Julian Anderson is one of the most talented composers of his generation and has been commissioned by organisations including the Berliner Philharmoniker, Boston Symphony, Bergen Philharmonic and the Sydney Symphony Orchestra. Born in London in 1967, he studied with John Lambert, Alexander Goehr and Tristan Murail and first came to prominence when his orchestral Diptych (1990) won the RPS Composition Prize in 1992.  Anderson has held Composer in Residence positions with the City of Birmingham Symphony, Cleveland and London Philharmonic orchestras, relationships which produced an impressive body of orchestral works including Stations of the Sun (1998, a BBC Proms Commission) and Eden (2005, Cheltenham Festival). Fantasias (2009)written for the Cleveland Orchestra, won a British Composer Award and The Discovery of Heaven (2011), a co-commission by the New York Philharmonic and the London Philharmonic Orchestra was awarded a South Bank Sky Arts Award. Both works were recorded by the LPO live label.

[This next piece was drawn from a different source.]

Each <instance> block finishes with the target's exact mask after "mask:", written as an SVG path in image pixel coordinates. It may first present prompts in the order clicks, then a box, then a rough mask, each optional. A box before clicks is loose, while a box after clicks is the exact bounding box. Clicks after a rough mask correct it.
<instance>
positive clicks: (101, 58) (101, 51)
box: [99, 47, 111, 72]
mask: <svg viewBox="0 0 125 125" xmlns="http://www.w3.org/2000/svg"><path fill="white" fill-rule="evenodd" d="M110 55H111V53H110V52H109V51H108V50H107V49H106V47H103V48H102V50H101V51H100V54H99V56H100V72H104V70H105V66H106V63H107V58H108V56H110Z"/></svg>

The work in question is called The Crazed Moon, a work that seems to be mostly a series of tone clusters at first, but from which an eerie logic and even beauty emerges slowly:

As Anderson writes, The Crazed Moon ‘takes its title from a poem by W.B. Yeats, in which he describes a frightening vision of ‘the moon, crazed through much childbirth/ staggering through the sky.’ This image combined with the beautiful lunar eclipse seen in March 1996 provided the main starting point for a work for orchestra lasting about thirteen minutes, in one continuous movement. The other factor determining the threnodic character and funereal mood of the work was the sudden death in September 1995 of a composer and friend, Graeme Smith, at the age of only twenty-four. This piece is dedicated to his memory.’
(Julian Anderson)
 
‘This tragic occurrence dictated the nature of much of the piece: predominantly slow, with tolling bells, heavy chords, keening melodic lines, and climaxes not only of mourning but also of protest. But two things make its expressive course over its 13-minute duration unpredictable. One is the overall plan of the work, which like a film sequence cuts between different elements developing independently of one another. The other is the incorporation as a recurring musical idea of Graeme Smith’s initials, G.S., which in German note-names spell G and E flat (Es). These two notes make a bright major third, which whenever it is used, harmonically or melodically, stands out in the darker, atonal context, to poignant effect.’
(Anthony Burton, LPO programme note, 2011)

I found myself more and more entranced each time I played the work. I hope you will too.